Over the last few years, the number of users encountering targeted ransomware – malware used to extort money from high-profile targets, such as corporations, government agencies, and municipal organisations – increased by 767%.
With that in mind, here are 6 things you can do to defend against ransomware attacks:
- Assume you will be hit. Ransomware remains highly prevalent – no sector, country or organization size is immune from the risk. It’s better to be prepared, but not hit, rather than the other way round.
- Make backups and keep a copy offline. Backups are the main method organizations surveyed used to recover their data after an attack. Opt for the industry-standard approach of 3:2:1 (three sets of backups, using two different media, one of which is kept offline).
- Deploy layered protection. As more ransomware attacks also involve extortion, it is more important than ever to keep adversaries out in the first place. Use layered protection to block attackers at as many points as possible across an estate
- Combine human experts and anti-ransomware technology. The key to stopping ransomware is defence in depth that combines dedicated anti-ransomware technology and human-led threat hunting.

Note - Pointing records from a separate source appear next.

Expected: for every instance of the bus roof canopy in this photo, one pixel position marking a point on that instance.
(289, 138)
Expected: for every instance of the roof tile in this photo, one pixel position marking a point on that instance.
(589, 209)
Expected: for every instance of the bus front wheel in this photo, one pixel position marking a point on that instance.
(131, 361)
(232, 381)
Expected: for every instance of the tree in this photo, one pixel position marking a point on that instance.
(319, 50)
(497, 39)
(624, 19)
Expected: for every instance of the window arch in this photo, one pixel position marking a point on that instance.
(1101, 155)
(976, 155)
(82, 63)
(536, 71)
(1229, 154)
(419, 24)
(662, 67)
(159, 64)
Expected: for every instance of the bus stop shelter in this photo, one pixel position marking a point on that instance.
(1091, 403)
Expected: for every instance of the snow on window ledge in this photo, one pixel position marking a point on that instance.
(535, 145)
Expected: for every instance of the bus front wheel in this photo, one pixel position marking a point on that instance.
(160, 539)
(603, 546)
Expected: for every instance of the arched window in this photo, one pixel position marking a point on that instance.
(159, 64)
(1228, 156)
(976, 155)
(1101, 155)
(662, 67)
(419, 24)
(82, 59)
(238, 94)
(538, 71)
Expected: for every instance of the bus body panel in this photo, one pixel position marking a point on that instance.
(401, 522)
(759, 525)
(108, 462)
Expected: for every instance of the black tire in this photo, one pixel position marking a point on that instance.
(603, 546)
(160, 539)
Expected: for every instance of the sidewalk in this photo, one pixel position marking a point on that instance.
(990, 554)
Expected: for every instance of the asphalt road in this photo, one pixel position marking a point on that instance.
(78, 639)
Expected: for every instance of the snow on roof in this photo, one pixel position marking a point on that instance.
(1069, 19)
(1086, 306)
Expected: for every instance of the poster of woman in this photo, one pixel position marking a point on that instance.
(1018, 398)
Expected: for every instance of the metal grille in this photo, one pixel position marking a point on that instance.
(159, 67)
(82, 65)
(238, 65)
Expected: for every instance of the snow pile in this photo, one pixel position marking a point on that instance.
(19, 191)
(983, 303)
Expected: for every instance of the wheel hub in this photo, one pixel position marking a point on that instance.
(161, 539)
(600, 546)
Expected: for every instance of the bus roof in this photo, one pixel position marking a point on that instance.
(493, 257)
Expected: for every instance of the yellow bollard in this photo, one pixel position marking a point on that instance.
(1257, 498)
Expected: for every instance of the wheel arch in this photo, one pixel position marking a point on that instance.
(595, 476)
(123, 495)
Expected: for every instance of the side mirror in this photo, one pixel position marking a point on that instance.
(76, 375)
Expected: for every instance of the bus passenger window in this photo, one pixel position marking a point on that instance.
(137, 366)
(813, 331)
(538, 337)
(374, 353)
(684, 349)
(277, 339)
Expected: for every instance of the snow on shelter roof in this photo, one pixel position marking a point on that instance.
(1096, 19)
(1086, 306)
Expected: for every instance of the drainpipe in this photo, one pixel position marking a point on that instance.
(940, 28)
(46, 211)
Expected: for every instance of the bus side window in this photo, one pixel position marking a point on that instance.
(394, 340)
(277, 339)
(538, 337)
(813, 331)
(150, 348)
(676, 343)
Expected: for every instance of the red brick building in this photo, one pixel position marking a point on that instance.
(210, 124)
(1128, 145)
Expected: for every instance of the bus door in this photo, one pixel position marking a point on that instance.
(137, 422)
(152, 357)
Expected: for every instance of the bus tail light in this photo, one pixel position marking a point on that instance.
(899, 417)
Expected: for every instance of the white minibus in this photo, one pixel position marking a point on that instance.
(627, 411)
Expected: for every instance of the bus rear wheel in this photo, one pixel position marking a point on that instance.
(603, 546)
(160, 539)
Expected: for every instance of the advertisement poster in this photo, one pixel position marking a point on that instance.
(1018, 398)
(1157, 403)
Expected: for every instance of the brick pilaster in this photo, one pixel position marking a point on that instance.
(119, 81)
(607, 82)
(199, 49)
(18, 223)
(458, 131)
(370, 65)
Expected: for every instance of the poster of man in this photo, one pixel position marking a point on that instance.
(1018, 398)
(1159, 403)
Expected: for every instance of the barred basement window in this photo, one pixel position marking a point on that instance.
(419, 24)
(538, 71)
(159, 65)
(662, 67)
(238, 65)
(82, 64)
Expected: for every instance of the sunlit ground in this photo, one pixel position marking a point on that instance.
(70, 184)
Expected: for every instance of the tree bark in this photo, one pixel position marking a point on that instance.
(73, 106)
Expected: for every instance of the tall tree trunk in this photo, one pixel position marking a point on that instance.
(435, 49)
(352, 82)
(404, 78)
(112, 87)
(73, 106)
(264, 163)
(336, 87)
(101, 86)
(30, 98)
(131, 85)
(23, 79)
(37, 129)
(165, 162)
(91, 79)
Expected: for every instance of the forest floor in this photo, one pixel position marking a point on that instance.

- Don’t pay the ransom. Easy to say, but far less easy to do when an organization has ground to a halt due to a ransomware attack. Independent of any ethical considerations, paying the ransom is an ineffective way to get data back. If you do decide to pay, bear in mind that the adversaries will restore, on average, only two-thirds of your files.
- Have a malware recovery plan. The best way to stop a cyberattack from turning into a full breach is to prepare in advance. Organizations that fall victim to an attack often realize they could have avoided significant financial loss and disruption if they had an incident response plan in place.